A report on CERN’s radiological impact
The Swiss and French authorities have just published a report showing that CERN’s radiological impact is negligible.
Since its foundation more than 50 years ago, questions about the Laboratory’s hypothetical radiological impact have been asked repeatedly by the public. These questions are partly due to the name CERN which, for historical reasons, contains the word nuclear. On 16 October, the Swiss and French authorities published a report that takes stock of CERN’s true radiological impact, providing a detailed and documented answer for all those who wonder about the risks of radioactivity.
In their report, the Swiss Office fédéral de la santé publique (OFSP) and the French Institut de radioprotection et de sûreté nucléaire (IRSN), the two bodies responsible for monitoring radiological risks in CERN’s Host States, concluded that CERN’s impact, today and over the past 50 years, has been negligible.
The objective of this report, entitled "Point Zero of CERN" is to provide a reference point prior to the start-up of the LHC. It is based on a programme of independent measurements performed in 2005 and 2006. The two radiation protection bodies commissioned groups of experts who measured the levels of environmental exposure and the concentrations of radionuclides in the air, in water courses, in vegetation and in the soil during 2005 and 2006. The measurements were performed at dozens of points on the CERN site and in the surrounding area.
The results obtained demonstrate that the levels of ionizing radiation and radioactivity measured in these various environments are comparable to those that would be measured without CERN’s impact.
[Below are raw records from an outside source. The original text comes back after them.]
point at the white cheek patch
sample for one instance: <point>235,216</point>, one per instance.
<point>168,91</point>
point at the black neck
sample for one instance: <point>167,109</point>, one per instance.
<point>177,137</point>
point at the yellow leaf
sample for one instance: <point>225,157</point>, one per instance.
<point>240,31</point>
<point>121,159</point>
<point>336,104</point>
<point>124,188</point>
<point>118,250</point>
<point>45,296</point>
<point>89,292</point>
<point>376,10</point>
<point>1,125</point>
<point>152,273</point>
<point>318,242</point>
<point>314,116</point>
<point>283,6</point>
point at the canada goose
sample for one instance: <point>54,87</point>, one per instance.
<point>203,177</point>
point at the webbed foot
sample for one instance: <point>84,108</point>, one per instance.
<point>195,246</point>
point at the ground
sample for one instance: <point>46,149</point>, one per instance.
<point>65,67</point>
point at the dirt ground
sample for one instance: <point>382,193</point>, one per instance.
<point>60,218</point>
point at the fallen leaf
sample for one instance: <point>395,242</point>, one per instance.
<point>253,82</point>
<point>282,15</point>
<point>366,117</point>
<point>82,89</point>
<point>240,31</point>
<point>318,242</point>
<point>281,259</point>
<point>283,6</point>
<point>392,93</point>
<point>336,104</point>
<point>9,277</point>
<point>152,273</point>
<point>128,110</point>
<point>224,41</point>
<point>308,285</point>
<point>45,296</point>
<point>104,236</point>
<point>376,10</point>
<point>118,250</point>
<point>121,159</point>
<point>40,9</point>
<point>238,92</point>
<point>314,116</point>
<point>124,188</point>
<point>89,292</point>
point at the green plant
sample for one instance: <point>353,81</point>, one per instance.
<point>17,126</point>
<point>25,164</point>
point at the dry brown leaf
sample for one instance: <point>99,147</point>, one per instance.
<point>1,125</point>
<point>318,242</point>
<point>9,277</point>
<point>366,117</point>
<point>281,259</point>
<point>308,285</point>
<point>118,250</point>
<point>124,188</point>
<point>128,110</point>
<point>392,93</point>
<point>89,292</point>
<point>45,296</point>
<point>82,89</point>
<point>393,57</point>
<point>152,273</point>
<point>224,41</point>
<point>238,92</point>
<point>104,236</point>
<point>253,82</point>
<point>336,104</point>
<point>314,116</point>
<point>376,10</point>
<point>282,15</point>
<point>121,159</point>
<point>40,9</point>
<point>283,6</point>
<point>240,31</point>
The Laboratory’s radiological impact is therefore negligible and significantly below that which can be attributed to natural radioactivity.
In fact, the radioactive dose that can be attributed to the CERN facilities and is received by people living in the area is so low as to be virtually impossible to measure. The estimates show that the dose is around 0.01 milli-Sieverts per year, where the variation that can occur naturally between one geographical region and another can be as much as 20 times larger in the Geneva area. It is equivalent to the dose you would receive flying from Geneva to Athens and back. On average, people living in Switzerland receive nearly 400 times more radiation (3.7 mSv) per year from natural radioactivity, cosmic rays, medical procedures, etc. (see box). It can be concluded that CERN only accounts for a small fraction of a percentage point of background radiation. Studies have also shown that when the LHC comes into operation, the doses attributed to CERN will be similar to those today.
CERN’s low radiological impact is precisely due to the type of research the Laboratory conducts. It is the particles produced by the collisions in the detectors or on the targets of the experiments that are likely to emit radiation and make materials radioactive. However, the radiation is only emitted when the accelerator is operating. The radionuclides produced in the collisions generally have very short half-lives, ranging from a few seconds to five years. Their toxicity is low and their radiological impact well below the limits in force. CERN provides all the protection necessary to minimize the propagation of radiation. The fact that the accelerators, such as the LHC, are buried deep underground provides an additional natural barrier.
CERN complies with the internationally recognised radiation protection system that implies permanent exposure minimization. CERN’s radiological impact thus continues to be negligible and, as a result, well below the regulatory limits. The CERN Safety Commission uses around 200 monitoring stations distributed throughout the CERN sites and in the surrounding area to monitor on-line and in real-time the levels of the ambient radiation exposure and radioactivity in the released air and water. Thousands of analyses on samples of ambient air, water, soil, plant and agricultural products are performed each year and will continue to be performed after the start of LHC operation.
For more information, please go to the CERN and the environment website.
The results of the measurements taken by the various laboratories are available on the OFSP and IRSN websites.
Did you know?
We are constantly exposed to natural radiation from rocks, soil, the sun and space. We also receive doses artificially through medical procedures such as CT scans and x-rays, mining and the remnants of nuclear tests or disasters such as Chernobyl.
Radon, a radioactive gas, is the largest emitter of ionizing radiation. It comes from the minute amounts of uranium that exists naturally in the soil and we breathe it in everyday. Radioactive particles in the soil also lead to trace amounts of radioactivity in the food we eat (“internal exposure”) and naturally occurring radionuclides in the Earth’s crust such as thorium and potassium lead to “terrestrial radioactivity” from rocks. Finally, cosmic rays reaching our planet from the sun, other galaxies and our own, account for 10% of our annual radiation exposure. The atmosphere filters out much of the cosmic rays, so exposure increases with elevation above sea level.
Radiation is usually measured in Sieverts (Sv), which is a measure of the effect of radiation on the body. CERN is estimated to produce 0.01 mSv of effective dose to someone in the local area per year, which is less than 1% of the total annual dose of 3.7mSv that individuals already receive from other sources.